According to Richman, the major challenges that UCD is working hard to address are tied to transportation and employment issues. “For transportation, we’re working with agencies like SEPTA, PennDOT, and the City to make sure our public transit systems and roadways can accommodate the growing number of people who live and work here. We recently started a Transportation Management Association (TMA) to address these issues,” he said.
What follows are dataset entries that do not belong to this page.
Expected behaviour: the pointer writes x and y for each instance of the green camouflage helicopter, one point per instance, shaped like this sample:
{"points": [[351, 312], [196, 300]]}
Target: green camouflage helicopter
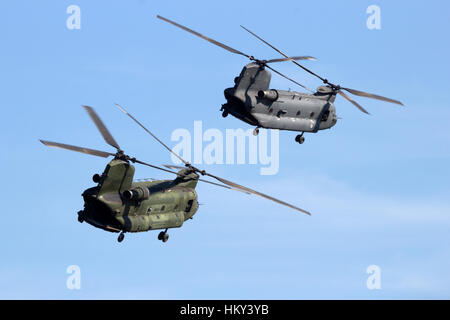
{"points": [[119, 204]]}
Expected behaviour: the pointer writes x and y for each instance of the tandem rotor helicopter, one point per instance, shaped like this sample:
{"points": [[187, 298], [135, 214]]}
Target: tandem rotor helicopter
{"points": [[119, 204], [251, 100]]}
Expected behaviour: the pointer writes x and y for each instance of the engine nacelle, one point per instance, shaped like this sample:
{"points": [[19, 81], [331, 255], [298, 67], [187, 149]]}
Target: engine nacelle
{"points": [[271, 95], [139, 193]]}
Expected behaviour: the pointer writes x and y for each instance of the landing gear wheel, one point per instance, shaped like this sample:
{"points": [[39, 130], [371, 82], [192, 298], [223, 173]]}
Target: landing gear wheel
{"points": [[300, 138]]}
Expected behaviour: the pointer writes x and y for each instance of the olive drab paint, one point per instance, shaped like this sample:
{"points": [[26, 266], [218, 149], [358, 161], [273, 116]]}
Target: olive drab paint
{"points": [[164, 203]]}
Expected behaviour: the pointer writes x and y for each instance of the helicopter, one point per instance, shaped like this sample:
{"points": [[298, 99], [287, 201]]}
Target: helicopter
{"points": [[119, 204], [252, 101]]}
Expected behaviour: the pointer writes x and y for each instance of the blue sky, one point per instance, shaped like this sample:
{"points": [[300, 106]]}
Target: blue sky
{"points": [[377, 185]]}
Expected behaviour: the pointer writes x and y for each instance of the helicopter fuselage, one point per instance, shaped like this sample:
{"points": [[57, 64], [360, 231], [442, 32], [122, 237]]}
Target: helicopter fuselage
{"points": [[251, 101], [117, 204]]}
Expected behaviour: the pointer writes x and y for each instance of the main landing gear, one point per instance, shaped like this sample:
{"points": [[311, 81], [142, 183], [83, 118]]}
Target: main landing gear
{"points": [[300, 138], [163, 236]]}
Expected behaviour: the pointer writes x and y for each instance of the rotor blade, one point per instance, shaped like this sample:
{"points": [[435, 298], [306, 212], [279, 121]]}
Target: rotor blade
{"points": [[290, 58], [223, 186], [101, 127], [150, 133], [298, 64], [353, 102], [171, 166], [286, 77], [77, 149], [237, 186], [217, 43], [153, 166], [371, 95]]}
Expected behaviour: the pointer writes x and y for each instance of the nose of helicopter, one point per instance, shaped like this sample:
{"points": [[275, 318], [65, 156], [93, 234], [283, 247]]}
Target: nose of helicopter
{"points": [[98, 212]]}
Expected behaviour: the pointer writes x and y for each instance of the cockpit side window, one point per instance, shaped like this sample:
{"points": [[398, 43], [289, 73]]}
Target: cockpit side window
{"points": [[189, 206]]}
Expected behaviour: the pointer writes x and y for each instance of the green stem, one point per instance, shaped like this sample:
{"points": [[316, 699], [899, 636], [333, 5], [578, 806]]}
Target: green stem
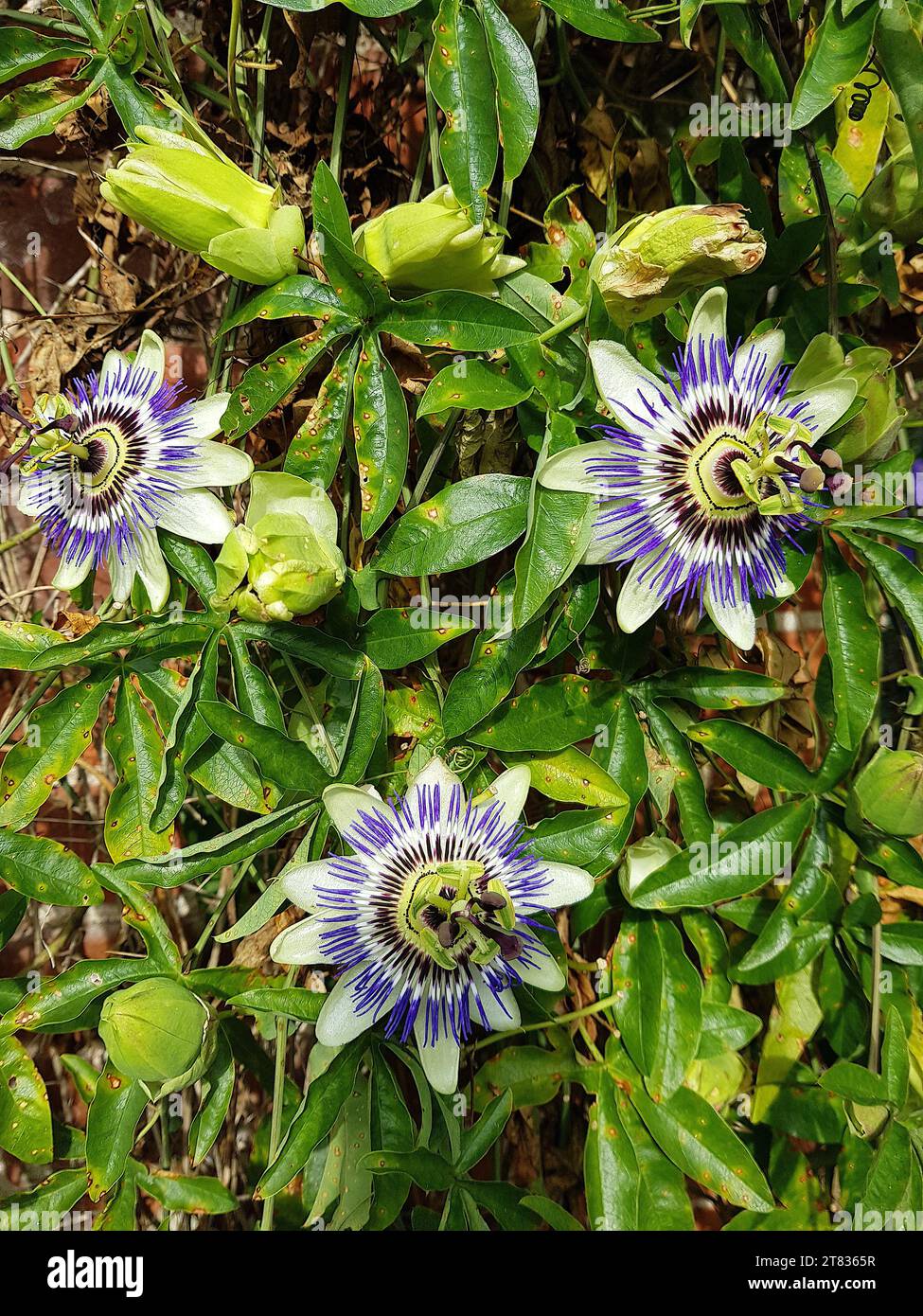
{"points": [[594, 1008], [343, 95], [817, 176], [233, 41], [278, 1097], [17, 719], [432, 128]]}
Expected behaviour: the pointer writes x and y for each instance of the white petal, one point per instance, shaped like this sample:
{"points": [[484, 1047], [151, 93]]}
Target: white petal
{"points": [[339, 1023], [346, 803], [545, 972], [568, 470], [710, 317], [215, 463], [511, 790], [438, 1059], [619, 377], [151, 355], [735, 621], [300, 944], [300, 883], [569, 884], [121, 574], [153, 569], [434, 774], [207, 415], [637, 599], [198, 515], [825, 404], [71, 574], [504, 1013]]}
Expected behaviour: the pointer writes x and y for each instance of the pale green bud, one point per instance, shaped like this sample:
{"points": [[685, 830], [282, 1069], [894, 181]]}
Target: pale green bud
{"points": [[192, 195], [647, 266], [154, 1031], [427, 245], [643, 858]]}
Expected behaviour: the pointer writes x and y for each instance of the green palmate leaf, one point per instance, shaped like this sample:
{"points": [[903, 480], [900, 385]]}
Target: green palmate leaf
{"points": [[44, 870], [458, 321], [112, 1119], [201, 1197], [285, 761], [707, 687], [659, 1001], [460, 80], [782, 947], [901, 580], [382, 435], [740, 861], [57, 733], [612, 21], [36, 110], [313, 453], [697, 1140], [553, 714], [573, 778], [756, 756], [207, 857], [694, 817], [853, 648], [488, 677], [610, 1164], [838, 53], [12, 911], [135, 750], [315, 1117], [20, 643], [473, 384], [464, 524], [395, 637], [292, 1002], [898, 47], [26, 1115], [23, 50], [298, 295], [518, 103], [726, 1028], [187, 735], [359, 286], [558, 533], [269, 383]]}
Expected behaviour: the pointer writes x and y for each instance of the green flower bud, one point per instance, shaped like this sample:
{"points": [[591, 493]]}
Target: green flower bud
{"points": [[192, 195], [647, 266], [286, 550], [643, 858], [423, 246], [154, 1031]]}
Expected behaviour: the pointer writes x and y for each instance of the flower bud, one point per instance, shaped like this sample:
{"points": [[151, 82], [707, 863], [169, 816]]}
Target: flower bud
{"points": [[647, 266], [286, 552], [423, 246], [643, 858], [192, 195], [154, 1031]]}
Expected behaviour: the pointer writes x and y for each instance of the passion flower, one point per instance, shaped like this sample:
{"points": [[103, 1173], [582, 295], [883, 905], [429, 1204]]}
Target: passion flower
{"points": [[431, 920]]}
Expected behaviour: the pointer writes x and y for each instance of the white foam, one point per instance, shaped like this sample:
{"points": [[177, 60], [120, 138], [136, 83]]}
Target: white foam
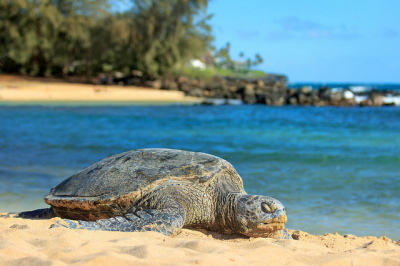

“On the job front, as much as portions of the neighborhood are thriving, we can’t ignore that 1 in 3 residents in surrounding neighborhoods lives at or below the poverty line. That’s why we originally started our West Philadelphia Skills Initiative, and why a major focus of our work now is tied to helping to bridge this employment gap,” concluded Richman.
Bergheiser believes they’re the only BID in the country to substantively embed economic inclusion into placemaking activities. How UCD and its partners continue to invest in their neighborhood and shape economic growth, while bringing untapped talent into their workforce, will help to define the future of University City.